WarmFed: Federated Learning with Warm-Start for Globalization and Personalization Via Personalized Diffusion Models
Tao Feng, Jie Zhang, Xiangjian Li, Rong Huang, Huashan Liu, Zhijie Wang
TL;DR
This work addresses privacy-preserving Federated Learning by balancing globalization and personalization without sacrificing client data privacy. It introduces WarmFed, which starts from a pre-trained initialization and creates client-specific warm-start diffusion models via LoRA-fine-tuning, transmitting only compact parameter matrices. At the server, synthetic data generated from these models supports globalization through targeted fine-tuning, while Dynamic Self-Distillation selects personalized knowledge to distill into the global model, enhancing personalization.

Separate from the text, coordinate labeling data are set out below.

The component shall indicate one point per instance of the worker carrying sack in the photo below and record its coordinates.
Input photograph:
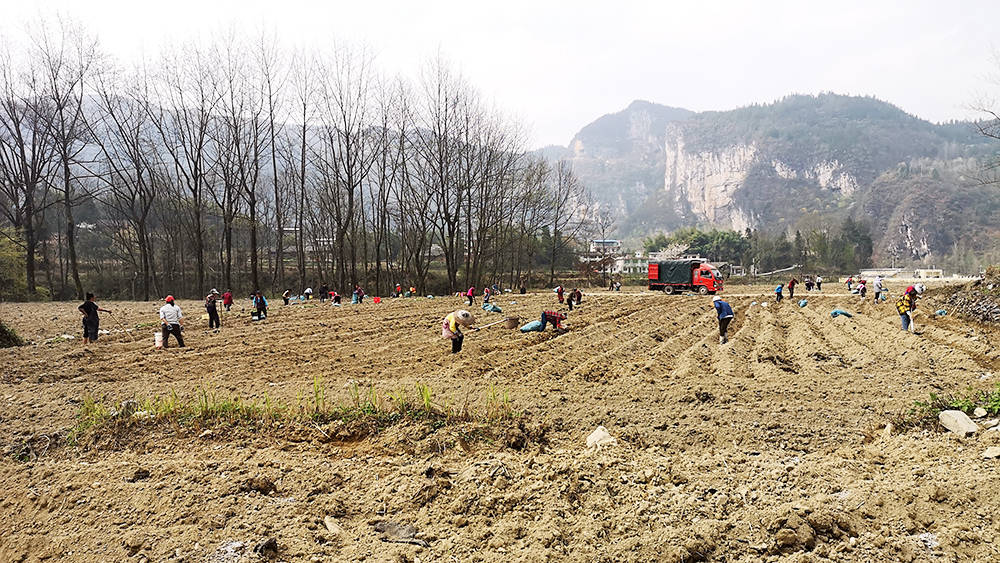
(533, 326)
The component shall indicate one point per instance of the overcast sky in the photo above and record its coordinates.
(560, 65)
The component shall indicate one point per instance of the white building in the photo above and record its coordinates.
(605, 246)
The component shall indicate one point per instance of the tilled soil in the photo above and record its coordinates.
(770, 447)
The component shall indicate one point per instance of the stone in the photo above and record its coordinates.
(267, 548)
(991, 452)
(957, 422)
(600, 438)
(332, 526)
(262, 485)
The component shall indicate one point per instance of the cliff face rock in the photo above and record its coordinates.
(802, 163)
(619, 156)
(703, 184)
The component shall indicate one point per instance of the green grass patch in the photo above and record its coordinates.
(8, 337)
(924, 414)
(366, 412)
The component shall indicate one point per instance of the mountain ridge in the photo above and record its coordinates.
(799, 163)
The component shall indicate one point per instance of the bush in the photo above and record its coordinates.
(9, 338)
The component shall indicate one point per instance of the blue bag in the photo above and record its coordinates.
(533, 326)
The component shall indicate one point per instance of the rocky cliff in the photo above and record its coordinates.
(802, 163)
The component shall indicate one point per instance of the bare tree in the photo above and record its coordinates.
(180, 105)
(567, 208)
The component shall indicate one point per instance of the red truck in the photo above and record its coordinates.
(692, 274)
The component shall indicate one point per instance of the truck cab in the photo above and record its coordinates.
(707, 277)
(675, 276)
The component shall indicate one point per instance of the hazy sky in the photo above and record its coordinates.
(560, 65)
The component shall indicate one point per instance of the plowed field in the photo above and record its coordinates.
(769, 447)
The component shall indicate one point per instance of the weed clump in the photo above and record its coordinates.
(365, 413)
(924, 414)
(9, 338)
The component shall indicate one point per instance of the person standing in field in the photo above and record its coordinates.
(725, 313)
(260, 304)
(172, 321)
(879, 287)
(212, 307)
(451, 328)
(91, 321)
(554, 318)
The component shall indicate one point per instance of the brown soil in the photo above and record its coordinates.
(767, 448)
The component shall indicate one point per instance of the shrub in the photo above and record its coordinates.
(9, 338)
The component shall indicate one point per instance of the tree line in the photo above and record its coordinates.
(245, 165)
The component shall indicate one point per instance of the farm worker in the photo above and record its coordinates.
(212, 307)
(260, 304)
(553, 318)
(172, 321)
(725, 313)
(452, 325)
(878, 286)
(91, 322)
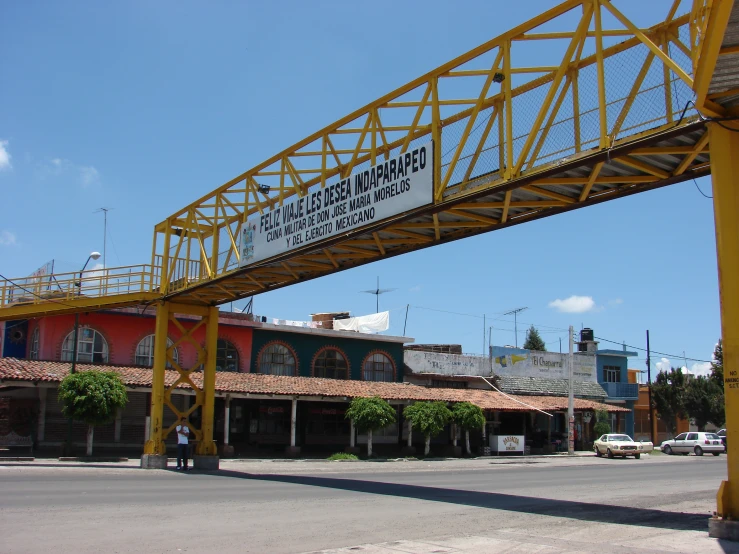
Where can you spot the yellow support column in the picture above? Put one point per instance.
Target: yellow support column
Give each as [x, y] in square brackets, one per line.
[155, 451]
[724, 141]
[207, 453]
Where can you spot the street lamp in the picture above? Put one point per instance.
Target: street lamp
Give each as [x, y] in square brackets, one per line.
[92, 256]
[78, 284]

The approach delivers strong performance in one-shot and five-round communications across diverse datasets with low transmission costs and robust privacy, offering a practical pathway to jointly global and personalized FL.
Abstract
Federated Learning (FL) stands as a prominent distributed learning paradigm among multiple clients to achieve a unified global model without privacy leakage. In contrast to FL, Personalized federated learning aims at serving for each client in achieving persoanlized model. However, previous FL frameworks have grappled with a dilemma: the choice between developing a singular global model at the server to bolster globalization or nurturing personalized model at the client to accommodate personalization. Instead of making trade-offs, this paper commences its discourse from the pre-trained initialization, obtaining resilient global information and facilitating the development of both global and personalized models. Specifically, we propose a novel method called WarmFed to achieve this. WarmFed customizes Warm-start through personalized diffusion models, which are generated by local efficient fine-tunining (LoRA). Building upon the Warm-Start, we advance a server-side fine-tuning strategy to derive the global model, and propose a dynamic self-distillation (DSD) to procure more resilient personalized models simultaneously. Comprehensive experiments underscore the substantial gains of our approach across both global and personalized models, achieved within just one-shot and five communication(s).